Per il D.Lgs. 81/08 art.2 il lavoratore è  “persona che, indipendentemente dalla tipologia contrattuale, svolge un’attività lavorativa nell’ambito dell’organizzazione di un datore di lavoro pubblico o privato, con o senza retribuzione, anche al solo fine di apprendere un mestiere, un’arte o una professione, esclusi gli addetti ai servizi domestici e familiari”.
Di conseguenza è considerato lavoratore anche il socio lavoratore, il tirocinante, l’apprendista, lo stagista. 

 

COME INIZIARE L’ANNO IN SICUREZZA

Dal momento che la normativa nasce per tutelare il lavoratore da rischi per la sua sicurezza (infortuni) e la sua salute (malattie professionali), ogni volta che un’impresa, oltre al titolare, ha almeno un lavoratore, essa è tenuta a rispettare il D.Lgs.81/08 che impone una serie di adempimenti.

In primis:

  1. La nomina del Responsabile Servizio Prevenzione Protezione.
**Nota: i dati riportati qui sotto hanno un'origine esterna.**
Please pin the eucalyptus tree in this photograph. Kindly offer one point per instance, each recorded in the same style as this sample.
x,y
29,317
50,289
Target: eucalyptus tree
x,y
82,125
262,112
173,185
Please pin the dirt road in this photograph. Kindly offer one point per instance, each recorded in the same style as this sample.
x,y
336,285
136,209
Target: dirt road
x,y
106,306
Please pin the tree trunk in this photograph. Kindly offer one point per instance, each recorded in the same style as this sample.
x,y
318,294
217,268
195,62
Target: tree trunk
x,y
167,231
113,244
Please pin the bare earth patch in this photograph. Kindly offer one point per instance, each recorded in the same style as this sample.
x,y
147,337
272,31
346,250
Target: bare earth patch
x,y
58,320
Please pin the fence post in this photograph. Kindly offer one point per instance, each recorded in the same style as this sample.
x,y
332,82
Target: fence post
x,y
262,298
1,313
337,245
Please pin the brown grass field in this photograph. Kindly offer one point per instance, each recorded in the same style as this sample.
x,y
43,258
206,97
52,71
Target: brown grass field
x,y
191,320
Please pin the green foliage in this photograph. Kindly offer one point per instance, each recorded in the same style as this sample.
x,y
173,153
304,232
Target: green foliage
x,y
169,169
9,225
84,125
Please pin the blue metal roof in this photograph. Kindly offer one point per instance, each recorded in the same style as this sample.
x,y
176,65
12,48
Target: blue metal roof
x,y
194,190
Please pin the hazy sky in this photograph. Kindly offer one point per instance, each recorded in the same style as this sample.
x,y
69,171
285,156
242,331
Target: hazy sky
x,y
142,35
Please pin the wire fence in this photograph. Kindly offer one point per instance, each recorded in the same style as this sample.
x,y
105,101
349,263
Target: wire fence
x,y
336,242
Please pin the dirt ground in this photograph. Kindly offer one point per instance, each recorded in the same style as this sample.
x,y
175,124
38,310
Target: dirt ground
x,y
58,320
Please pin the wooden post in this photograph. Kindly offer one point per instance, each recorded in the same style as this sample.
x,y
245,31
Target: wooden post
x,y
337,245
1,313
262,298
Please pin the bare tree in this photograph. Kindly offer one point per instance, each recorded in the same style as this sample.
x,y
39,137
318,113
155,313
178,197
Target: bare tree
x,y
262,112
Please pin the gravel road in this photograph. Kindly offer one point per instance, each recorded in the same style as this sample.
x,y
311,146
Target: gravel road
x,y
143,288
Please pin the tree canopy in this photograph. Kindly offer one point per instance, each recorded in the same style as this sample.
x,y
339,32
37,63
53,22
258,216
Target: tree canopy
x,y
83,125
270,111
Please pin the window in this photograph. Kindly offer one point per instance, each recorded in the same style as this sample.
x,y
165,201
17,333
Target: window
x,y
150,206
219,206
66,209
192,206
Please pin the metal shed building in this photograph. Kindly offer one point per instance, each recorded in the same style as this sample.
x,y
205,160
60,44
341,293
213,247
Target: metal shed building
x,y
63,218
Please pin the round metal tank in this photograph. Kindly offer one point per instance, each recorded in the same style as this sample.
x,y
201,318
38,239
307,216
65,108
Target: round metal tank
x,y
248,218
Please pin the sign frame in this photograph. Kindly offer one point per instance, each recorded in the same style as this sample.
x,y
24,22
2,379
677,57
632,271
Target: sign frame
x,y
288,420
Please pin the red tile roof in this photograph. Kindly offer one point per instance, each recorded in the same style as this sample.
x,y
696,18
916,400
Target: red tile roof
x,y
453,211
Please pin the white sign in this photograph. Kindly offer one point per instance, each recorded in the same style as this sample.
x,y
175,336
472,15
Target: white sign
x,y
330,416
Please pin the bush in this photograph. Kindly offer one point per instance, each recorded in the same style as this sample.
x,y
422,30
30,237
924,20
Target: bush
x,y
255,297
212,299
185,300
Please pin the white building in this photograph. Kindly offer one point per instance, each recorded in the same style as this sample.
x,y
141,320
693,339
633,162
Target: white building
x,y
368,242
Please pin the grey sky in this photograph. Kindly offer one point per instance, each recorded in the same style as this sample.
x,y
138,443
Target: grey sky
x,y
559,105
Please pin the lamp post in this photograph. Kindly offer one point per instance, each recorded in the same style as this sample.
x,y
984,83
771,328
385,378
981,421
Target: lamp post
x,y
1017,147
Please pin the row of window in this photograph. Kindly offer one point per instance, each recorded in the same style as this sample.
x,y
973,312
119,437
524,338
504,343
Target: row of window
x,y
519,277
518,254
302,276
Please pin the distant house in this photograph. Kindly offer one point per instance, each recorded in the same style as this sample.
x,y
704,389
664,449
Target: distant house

Può essere il datore di lavoro o altro collaboratore interno all’azienda, o professionista esterno incaricato, con relativa formazione.
  2. L’elaborazione del documento di valutazione dei rischi generali e specifici, in base all’attività svolta dall’impresa. Ad esempio: movimentazione manuale di carichi, impatto biologico, chimico, acustico, vibrazioni, ecc.
  3. L’individuazione degli addetti alle emergenze primo soccorso e antincendio. Anche queste figure dovranno essere in possesso degli specifici attestati formativi previsti per legge.
  4. La formazione dei lavoratori. Tutti devono seguire corsi di formazione generale (4 ore) e formazione specifica (percorsi da 4, 8 o 12 ore) in base alla classe di rischio aziendale.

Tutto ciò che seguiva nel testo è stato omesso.